Question

Find the selling price if Cost price C.P. is 760 and loss percentage is $2\dfrac{1}{2}\%$.

Answer 1

Hint: To solve this problem we need to first know how to find the X% of a quantity Y. X% of the Y would be given as $X\%\,of\,Y\,=\dfrac{X}{100}\times Y$. So in this question first we will assume the selling price as X and then we will find the $2\dfrac{1}{2}\%$ of that amount and then add it with the total amount i.e. X. Now the obtained amount will be equal to the cost price from which we will find the value of X i.e. selling price.

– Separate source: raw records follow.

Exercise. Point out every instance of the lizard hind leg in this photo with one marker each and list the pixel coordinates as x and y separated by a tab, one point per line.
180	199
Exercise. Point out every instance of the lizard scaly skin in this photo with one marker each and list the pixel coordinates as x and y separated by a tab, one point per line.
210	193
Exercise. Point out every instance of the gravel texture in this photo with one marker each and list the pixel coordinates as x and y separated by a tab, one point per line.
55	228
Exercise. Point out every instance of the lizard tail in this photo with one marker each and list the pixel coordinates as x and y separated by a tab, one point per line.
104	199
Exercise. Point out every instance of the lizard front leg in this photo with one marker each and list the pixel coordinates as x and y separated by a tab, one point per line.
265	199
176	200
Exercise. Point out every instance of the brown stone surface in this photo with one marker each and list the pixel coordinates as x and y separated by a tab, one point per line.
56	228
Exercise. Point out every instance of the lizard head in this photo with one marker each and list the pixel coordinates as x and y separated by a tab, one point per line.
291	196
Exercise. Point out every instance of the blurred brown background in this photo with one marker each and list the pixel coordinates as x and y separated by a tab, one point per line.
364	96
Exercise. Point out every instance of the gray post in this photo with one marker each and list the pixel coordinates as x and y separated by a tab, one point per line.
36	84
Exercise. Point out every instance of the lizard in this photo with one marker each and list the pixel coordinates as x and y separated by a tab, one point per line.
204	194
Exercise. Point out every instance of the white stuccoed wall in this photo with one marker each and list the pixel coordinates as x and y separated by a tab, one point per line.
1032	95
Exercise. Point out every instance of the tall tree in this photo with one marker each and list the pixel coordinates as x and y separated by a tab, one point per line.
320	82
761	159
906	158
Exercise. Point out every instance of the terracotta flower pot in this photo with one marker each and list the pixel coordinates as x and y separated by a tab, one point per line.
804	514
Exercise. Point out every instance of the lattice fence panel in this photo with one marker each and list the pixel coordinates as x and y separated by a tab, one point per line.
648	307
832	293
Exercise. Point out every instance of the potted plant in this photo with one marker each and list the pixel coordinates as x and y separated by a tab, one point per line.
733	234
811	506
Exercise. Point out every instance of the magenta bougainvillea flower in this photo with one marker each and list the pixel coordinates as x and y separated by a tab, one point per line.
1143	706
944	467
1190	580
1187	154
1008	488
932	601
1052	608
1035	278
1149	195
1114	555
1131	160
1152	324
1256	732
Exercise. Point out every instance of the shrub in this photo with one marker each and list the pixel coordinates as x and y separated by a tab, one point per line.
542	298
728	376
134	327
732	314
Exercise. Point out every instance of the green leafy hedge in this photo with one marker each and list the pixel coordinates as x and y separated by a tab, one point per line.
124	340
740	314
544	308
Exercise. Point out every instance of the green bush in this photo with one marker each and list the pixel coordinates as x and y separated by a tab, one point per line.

Complete step by step answer:
We are given the cost price as 760 and loss percentage as $2\dfrac{1}{2}\%$ and we have to find the selling price of the product.
To solve this problem, we should know that what is the meaning of percentage,
Y% Percentage is defined as the Y parts per hundred parts of the given quantity.
And Y% of the Z amount is given by = $\dfrac{Y}{100}\times Z$
Now for this question we will first assume the selling price to be X,
So if we calculate the $2\dfrac{1}{2}\%$ of the amount X i.e. loss, we will get this as,
$\begin{align}
  & =2\dfrac{1}{2}\%\,of\,Rs.X \\
 & =\dfrac{5}{2}\%\,of\,Rs.X \\
 & =\dfrac{5}{2}\times \dfrac{1}{100}\times X \\
 & =\dfrac{1}{40}X \\
\end{align}$
Now we know that selling price is given as,
Selling price = cost price – loss
Selling price + loss = cost price
So we get,
$X+\dfrac{1}{40}X=720$
Taking the LCM we get,
$\begin{align}
  & \dfrac{40X+X}{40}=720 \\
 & \Rightarrow \dfrac{41X}{40}=720 \\
\end{align}$
Cross multiplying we get
\[\begin{align}
  & \Rightarrow X=\dfrac{40\times 720}{41} \\
 & \Rightarrow X=702.43 \\
\end{align}\]

Hence we get the required selling price as 702.43

Note: There is a mistake that a student might commit while solving this first is that when you are calculating the selling price, we are given a loss percentage then you might add it to the selling price instead of subtracting this would have been correct if we would have given gain percentage instead of loss percentage.